In the Asia Pacific region, the market has regained some confidence in response to a higher level of oil prices. Spending has increased for maintenance requirements in downstream markets that were previously delayed during the period of low oil prices. The PVF market remains competitive, and lead times are increasing again as plants become more loaded. Prices are also rising in response to this increased demand, as well as the introduction of more stringent fugitive emissions regulations in China.

Major CAPEX projects for the IOCs remain subdued. However, developments on major projects are gaining momentum, as evidenced by an uptick in EPC FEED enquiries. We are also seeing previously delayed projects regather momentum and we are actively involved in pursuing these opportunities.

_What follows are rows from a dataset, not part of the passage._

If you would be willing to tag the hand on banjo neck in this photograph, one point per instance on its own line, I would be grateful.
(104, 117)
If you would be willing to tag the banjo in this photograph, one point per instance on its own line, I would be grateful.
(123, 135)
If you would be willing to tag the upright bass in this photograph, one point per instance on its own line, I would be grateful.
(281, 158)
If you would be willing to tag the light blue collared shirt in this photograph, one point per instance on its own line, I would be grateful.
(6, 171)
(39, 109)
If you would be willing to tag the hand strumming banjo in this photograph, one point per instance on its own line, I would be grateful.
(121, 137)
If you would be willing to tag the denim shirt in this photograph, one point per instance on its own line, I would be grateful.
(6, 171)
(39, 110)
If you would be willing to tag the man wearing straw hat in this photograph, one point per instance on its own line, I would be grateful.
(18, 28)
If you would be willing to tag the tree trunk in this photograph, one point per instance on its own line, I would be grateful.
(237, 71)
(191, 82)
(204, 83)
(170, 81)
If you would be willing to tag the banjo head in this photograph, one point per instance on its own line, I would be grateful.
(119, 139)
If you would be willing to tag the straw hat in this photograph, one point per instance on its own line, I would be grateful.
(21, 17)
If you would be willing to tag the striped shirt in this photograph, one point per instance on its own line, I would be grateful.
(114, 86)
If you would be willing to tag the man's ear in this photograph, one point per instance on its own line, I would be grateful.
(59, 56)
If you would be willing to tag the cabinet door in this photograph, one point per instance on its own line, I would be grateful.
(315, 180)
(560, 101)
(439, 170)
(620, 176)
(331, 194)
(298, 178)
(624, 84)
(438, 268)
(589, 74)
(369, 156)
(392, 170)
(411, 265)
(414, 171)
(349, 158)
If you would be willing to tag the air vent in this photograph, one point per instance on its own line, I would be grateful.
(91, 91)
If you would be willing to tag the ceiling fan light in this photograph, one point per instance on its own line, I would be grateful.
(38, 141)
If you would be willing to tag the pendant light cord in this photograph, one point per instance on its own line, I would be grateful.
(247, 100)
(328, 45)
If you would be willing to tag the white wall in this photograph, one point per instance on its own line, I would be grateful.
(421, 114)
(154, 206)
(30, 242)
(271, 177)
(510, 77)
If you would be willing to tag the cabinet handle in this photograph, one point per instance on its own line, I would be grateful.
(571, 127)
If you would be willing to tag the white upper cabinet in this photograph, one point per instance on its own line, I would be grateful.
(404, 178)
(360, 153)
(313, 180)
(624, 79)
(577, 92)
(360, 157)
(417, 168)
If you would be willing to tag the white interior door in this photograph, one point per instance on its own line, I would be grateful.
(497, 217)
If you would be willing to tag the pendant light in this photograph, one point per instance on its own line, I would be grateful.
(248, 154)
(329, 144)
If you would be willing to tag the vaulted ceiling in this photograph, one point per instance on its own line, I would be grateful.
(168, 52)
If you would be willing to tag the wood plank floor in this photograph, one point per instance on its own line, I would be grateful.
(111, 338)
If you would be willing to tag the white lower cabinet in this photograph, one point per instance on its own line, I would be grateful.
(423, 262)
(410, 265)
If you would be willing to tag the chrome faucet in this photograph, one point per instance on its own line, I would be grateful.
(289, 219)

In Q1 2018, MRC Global opened a new sales office in Shanghai and is focused on adding value to Chinese-based international customers and EPCs. In southeast Asia, in particular, the downstream segment is busy executing brownfield projects to enhance and expand existing plants. Australasia has settled into a ‘normal’ market after the Australian capital investment boom, and is becoming a very competitive and well-contested market for MRC Global and its competitors.

MRC Global continues to support our customers in areas where they are active and invest in future opportunities as they arise.


MRC Global continues to support our customers in areas where they are active and invest in future opportunities as they arise.